Quattordici anni dopo il lancio del progetto dell'Unione bancaria, la Commissione Europea ha presentato oggi una comunicazione, cioè un atto di soft law, non giuridicamente vincolante, in cui analizza le carenze del sistema bancario europeo, in primis il fatto che il settore è eccessivamente "frammentato" per linee nazionali, e delinea le possibili misure per porvi rimedio.
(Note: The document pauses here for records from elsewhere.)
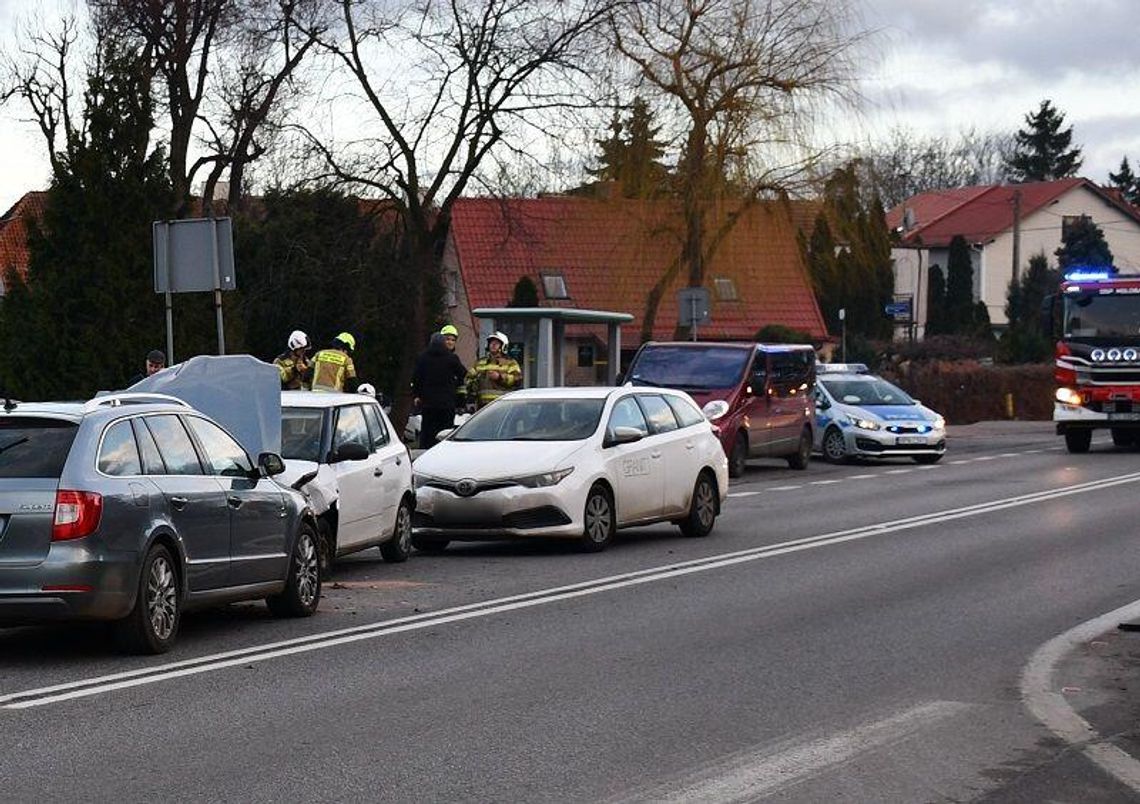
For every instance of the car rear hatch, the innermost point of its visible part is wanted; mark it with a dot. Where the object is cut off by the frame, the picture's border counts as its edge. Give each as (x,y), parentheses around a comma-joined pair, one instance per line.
(32,455)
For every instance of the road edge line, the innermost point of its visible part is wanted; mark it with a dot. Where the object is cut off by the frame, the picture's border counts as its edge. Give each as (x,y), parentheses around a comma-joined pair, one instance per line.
(1053,711)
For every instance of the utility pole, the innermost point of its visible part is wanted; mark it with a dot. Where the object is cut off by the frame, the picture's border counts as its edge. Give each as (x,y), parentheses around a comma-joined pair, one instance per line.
(1017,235)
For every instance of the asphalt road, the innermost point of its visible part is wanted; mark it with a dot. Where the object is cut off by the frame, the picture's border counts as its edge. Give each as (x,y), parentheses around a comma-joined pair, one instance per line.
(856,633)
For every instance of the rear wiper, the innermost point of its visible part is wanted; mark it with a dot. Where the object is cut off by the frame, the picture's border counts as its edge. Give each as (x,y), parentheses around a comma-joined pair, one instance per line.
(22,439)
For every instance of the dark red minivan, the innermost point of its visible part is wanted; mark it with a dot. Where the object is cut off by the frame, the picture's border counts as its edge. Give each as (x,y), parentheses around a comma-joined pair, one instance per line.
(758,395)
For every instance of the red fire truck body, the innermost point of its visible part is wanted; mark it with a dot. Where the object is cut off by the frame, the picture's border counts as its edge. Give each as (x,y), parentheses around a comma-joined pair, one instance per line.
(1096,317)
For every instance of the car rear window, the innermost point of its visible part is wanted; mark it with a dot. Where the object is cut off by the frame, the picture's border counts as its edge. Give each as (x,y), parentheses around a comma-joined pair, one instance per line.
(34,447)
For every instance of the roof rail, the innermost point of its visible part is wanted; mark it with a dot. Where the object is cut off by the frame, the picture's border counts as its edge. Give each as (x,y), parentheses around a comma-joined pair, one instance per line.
(132,398)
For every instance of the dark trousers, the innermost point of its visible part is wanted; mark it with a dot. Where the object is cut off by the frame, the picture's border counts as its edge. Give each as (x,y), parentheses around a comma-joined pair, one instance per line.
(433,420)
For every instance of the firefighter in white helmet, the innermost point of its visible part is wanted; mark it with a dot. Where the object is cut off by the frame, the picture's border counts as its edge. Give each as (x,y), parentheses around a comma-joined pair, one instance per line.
(495,373)
(293,365)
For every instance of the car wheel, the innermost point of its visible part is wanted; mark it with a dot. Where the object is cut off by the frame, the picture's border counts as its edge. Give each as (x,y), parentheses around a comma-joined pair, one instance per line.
(702,509)
(803,454)
(1077,440)
(835,446)
(600,521)
(429,545)
(152,625)
(738,460)
(927,459)
(302,585)
(399,547)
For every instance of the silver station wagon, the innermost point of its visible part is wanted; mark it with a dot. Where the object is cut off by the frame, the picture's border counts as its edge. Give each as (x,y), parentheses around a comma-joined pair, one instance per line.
(136,508)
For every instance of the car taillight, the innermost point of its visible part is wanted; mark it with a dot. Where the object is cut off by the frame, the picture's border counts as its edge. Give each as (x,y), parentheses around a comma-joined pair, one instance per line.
(76,514)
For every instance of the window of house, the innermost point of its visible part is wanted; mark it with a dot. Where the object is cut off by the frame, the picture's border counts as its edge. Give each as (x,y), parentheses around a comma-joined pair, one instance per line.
(554,286)
(725,289)
(1069,221)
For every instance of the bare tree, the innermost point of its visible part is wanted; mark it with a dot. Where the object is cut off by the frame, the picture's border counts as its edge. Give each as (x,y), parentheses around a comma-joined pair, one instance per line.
(221,66)
(744,78)
(444,86)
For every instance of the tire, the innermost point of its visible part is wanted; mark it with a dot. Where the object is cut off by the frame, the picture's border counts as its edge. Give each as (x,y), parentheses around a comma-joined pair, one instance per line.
(152,625)
(600,521)
(803,454)
(738,459)
(1123,438)
(702,509)
(399,547)
(302,585)
(835,446)
(1077,440)
(433,546)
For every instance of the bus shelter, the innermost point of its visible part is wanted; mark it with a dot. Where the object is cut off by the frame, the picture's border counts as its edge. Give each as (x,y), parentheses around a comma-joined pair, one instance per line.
(538,336)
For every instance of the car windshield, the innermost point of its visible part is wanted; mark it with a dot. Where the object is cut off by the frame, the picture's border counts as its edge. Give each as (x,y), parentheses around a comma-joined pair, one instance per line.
(532,420)
(866,390)
(689,367)
(1091,315)
(34,447)
(301,432)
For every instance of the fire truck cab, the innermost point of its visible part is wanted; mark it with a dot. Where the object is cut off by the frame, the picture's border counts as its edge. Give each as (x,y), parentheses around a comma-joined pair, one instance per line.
(1096,322)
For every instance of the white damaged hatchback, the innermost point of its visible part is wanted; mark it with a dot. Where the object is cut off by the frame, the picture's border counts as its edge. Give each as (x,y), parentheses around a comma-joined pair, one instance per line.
(572,463)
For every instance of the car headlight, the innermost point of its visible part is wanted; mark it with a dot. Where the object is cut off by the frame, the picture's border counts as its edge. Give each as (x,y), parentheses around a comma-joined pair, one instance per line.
(544,479)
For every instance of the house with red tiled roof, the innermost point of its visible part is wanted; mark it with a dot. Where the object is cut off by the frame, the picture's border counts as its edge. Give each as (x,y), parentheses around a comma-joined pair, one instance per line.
(608,253)
(14,227)
(985,217)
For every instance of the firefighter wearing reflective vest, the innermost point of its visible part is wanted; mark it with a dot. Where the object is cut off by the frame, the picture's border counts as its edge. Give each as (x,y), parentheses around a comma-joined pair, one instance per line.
(495,374)
(332,367)
(293,365)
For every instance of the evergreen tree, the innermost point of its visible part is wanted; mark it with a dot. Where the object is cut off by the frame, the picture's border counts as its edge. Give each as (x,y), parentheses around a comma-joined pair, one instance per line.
(1126,181)
(1083,244)
(88,314)
(632,154)
(1041,151)
(959,287)
(936,302)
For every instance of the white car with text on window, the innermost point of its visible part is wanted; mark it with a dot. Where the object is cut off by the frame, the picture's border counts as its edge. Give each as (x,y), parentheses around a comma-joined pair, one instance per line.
(363,493)
(573,463)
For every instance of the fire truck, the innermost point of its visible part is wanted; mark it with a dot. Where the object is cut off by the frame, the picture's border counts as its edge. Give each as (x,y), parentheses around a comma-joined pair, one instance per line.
(1096,319)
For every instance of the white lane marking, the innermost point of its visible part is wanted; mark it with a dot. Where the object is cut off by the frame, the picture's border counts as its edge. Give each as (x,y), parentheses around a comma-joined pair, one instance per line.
(749,776)
(99,684)
(1044,699)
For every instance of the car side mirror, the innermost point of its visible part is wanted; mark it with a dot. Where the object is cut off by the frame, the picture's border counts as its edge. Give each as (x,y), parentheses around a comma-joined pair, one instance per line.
(352,451)
(270,464)
(623,435)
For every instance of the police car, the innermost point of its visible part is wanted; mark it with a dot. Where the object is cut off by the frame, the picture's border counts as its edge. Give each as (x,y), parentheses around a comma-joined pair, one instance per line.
(862,415)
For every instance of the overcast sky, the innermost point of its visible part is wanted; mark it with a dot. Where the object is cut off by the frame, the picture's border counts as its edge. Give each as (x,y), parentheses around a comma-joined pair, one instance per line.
(938,67)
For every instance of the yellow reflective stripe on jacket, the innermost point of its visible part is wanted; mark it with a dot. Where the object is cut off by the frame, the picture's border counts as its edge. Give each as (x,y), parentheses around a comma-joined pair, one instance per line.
(330,370)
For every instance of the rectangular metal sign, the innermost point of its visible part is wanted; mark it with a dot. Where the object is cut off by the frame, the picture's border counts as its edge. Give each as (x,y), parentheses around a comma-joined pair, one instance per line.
(193,256)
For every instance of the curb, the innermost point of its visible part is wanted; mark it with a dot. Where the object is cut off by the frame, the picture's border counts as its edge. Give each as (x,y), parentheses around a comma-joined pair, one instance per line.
(1053,711)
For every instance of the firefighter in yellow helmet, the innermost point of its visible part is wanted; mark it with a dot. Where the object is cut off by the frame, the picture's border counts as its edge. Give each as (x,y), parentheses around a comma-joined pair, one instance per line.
(495,373)
(332,367)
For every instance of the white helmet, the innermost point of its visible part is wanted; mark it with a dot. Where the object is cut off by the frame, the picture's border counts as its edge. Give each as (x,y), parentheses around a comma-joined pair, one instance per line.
(501,338)
(298,340)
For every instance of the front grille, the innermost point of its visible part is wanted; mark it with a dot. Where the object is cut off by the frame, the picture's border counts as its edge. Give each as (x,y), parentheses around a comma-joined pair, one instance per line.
(545,517)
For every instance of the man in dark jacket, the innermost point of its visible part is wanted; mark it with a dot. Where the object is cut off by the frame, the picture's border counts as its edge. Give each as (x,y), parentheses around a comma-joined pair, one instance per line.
(438,378)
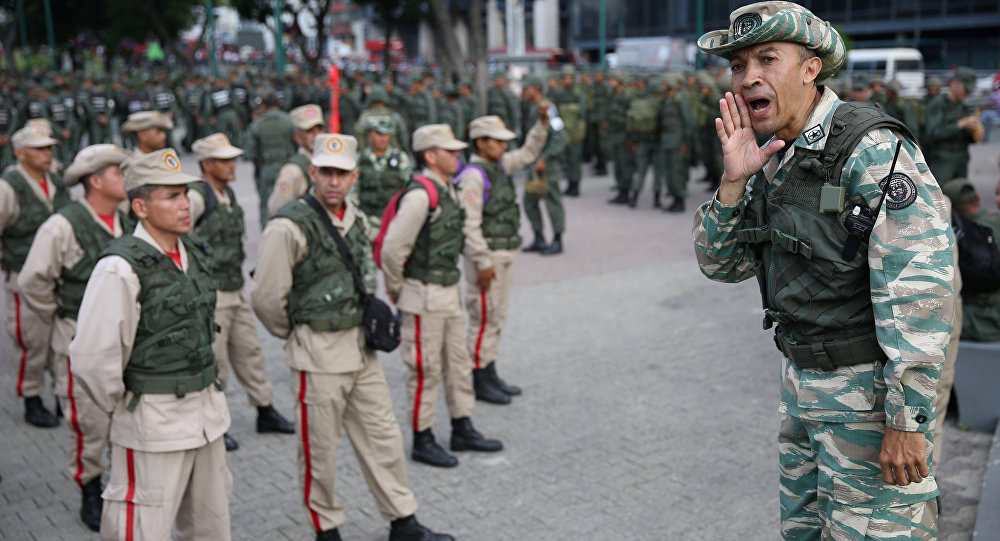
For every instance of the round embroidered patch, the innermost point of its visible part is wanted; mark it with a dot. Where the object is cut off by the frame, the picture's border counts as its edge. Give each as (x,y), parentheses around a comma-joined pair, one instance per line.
(900,191)
(171,162)
(746,23)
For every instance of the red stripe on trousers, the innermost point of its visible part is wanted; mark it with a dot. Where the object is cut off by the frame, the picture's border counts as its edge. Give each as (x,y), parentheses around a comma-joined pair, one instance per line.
(482,327)
(129,506)
(420,378)
(75,423)
(307,478)
(20,342)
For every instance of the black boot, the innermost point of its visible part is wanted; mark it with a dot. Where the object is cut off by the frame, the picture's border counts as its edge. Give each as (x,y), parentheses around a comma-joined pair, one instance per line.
(328,535)
(408,529)
(676,206)
(37,414)
(620,199)
(269,420)
(512,390)
(464,437)
(538,245)
(555,247)
(426,450)
(486,389)
(91,506)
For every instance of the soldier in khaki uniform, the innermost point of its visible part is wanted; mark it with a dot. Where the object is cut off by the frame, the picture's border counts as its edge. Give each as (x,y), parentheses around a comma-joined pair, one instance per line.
(29,194)
(150,129)
(143,354)
(218,220)
(421,277)
(492,220)
(53,279)
(303,291)
(293,177)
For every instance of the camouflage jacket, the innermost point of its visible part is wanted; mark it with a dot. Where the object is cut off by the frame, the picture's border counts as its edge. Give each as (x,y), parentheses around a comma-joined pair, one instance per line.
(911,268)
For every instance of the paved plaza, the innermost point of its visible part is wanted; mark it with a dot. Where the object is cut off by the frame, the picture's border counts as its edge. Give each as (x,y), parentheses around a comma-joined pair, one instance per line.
(648,413)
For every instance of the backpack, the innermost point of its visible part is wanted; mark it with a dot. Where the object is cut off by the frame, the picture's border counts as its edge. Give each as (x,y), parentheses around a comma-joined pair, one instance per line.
(642,116)
(978,255)
(390,213)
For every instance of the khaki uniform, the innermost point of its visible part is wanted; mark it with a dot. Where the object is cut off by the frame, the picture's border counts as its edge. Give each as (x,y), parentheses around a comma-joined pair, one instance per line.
(30,332)
(236,342)
(338,383)
(54,250)
(168,460)
(290,185)
(433,333)
(488,310)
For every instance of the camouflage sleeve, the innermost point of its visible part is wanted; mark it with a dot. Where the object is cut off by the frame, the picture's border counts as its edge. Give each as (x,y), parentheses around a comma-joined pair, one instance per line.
(720,256)
(912,267)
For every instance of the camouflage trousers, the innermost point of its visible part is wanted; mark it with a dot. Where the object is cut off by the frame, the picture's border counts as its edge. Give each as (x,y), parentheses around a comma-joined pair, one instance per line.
(831,487)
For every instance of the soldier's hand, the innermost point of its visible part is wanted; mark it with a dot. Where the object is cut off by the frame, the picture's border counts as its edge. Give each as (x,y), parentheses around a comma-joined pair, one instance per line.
(741,156)
(484,277)
(904,457)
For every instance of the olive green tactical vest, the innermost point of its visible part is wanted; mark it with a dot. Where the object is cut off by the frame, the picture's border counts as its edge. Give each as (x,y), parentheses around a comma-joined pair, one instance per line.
(323,294)
(32,214)
(376,187)
(93,239)
(818,299)
(501,215)
(172,353)
(222,229)
(434,259)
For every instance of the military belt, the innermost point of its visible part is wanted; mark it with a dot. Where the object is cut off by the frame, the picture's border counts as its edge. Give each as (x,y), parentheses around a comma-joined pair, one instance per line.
(830,354)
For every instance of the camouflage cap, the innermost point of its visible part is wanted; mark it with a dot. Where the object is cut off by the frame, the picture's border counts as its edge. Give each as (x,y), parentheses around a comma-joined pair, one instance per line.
(306,117)
(162,167)
(778,21)
(91,159)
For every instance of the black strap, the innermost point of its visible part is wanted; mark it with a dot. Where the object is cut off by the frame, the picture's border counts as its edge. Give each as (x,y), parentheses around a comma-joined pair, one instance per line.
(345,253)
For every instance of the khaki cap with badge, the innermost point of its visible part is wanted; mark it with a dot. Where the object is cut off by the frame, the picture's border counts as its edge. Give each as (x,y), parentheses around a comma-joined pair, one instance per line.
(91,160)
(161,168)
(436,136)
(778,21)
(33,135)
(215,146)
(143,120)
(307,117)
(335,150)
(490,126)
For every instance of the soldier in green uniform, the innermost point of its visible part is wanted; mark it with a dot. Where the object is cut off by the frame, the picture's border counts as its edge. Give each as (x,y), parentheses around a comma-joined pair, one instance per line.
(622,148)
(861,352)
(949,128)
(270,144)
(571,102)
(548,167)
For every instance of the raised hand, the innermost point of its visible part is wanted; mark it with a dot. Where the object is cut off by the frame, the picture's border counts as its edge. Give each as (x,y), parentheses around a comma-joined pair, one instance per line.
(741,156)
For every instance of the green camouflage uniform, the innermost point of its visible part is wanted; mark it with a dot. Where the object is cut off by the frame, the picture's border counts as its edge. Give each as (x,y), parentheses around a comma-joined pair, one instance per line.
(832,422)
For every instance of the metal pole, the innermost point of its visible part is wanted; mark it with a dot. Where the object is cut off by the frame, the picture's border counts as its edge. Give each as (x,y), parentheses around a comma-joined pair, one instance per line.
(279,32)
(51,33)
(602,31)
(211,39)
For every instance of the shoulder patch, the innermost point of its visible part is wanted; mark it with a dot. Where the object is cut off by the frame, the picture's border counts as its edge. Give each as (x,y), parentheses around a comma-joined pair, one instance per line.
(900,191)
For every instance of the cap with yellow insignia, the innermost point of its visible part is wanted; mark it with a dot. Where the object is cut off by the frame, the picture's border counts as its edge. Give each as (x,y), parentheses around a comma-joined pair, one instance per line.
(162,168)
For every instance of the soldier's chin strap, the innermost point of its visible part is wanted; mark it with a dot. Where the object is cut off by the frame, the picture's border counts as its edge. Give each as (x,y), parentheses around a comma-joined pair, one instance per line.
(861,221)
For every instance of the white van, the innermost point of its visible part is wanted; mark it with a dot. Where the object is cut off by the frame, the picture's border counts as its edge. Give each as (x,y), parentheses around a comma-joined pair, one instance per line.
(905,65)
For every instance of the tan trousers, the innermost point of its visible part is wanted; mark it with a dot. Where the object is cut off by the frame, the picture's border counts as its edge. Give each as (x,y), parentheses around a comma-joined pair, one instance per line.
(487,313)
(237,345)
(942,394)
(89,426)
(151,492)
(31,335)
(360,403)
(434,347)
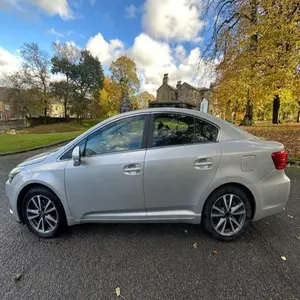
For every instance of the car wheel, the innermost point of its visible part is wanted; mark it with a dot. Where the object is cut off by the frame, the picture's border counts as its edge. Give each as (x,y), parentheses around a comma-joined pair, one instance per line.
(227,213)
(43,213)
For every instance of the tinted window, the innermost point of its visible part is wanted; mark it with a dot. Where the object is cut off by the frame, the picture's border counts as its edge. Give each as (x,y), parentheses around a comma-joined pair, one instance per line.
(68,154)
(123,135)
(173,129)
(205,132)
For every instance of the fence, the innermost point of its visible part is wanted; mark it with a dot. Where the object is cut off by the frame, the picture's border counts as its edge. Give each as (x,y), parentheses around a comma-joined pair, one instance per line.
(12,124)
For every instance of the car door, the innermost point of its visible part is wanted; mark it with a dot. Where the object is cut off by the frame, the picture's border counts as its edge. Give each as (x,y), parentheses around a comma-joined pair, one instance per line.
(108,184)
(181,160)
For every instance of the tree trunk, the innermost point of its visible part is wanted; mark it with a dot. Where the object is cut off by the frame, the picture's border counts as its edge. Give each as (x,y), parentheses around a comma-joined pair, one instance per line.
(65,109)
(276,106)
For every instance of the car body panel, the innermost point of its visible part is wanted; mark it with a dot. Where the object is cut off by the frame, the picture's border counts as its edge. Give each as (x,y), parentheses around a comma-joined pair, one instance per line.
(169,188)
(99,187)
(173,183)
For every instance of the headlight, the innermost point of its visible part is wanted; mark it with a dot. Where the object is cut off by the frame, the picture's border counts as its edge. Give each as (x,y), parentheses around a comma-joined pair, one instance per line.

Misure che dovrebbero tradursi in proposte legislative l'anno venturo.
Tra l'altro, con la comunicazione di oggi la Commissione 'seppellisce' l'Edis, proposto nel 2015 e mai approvato, per resuscitarlo subito dopo, trasformandolo da "schema" europeo per "l'assicurazione" dei depositi, per il quale si batté a lungo invano l'allora ministro dell'Economia Pier Carlo Padoan, in un "meccanismo" comune per la "protezione" dei depositi.
L'Unione bancaria, il progetto di creare un vero mercato unico del credito, è stata proposta nel giugno 2012, ma si è incagliata nel Consiglio per le divisioni degli Stati membri, restii a perdere la presa che conservano sugli istituti di credito, grandi acquirenti di titoli di Stato.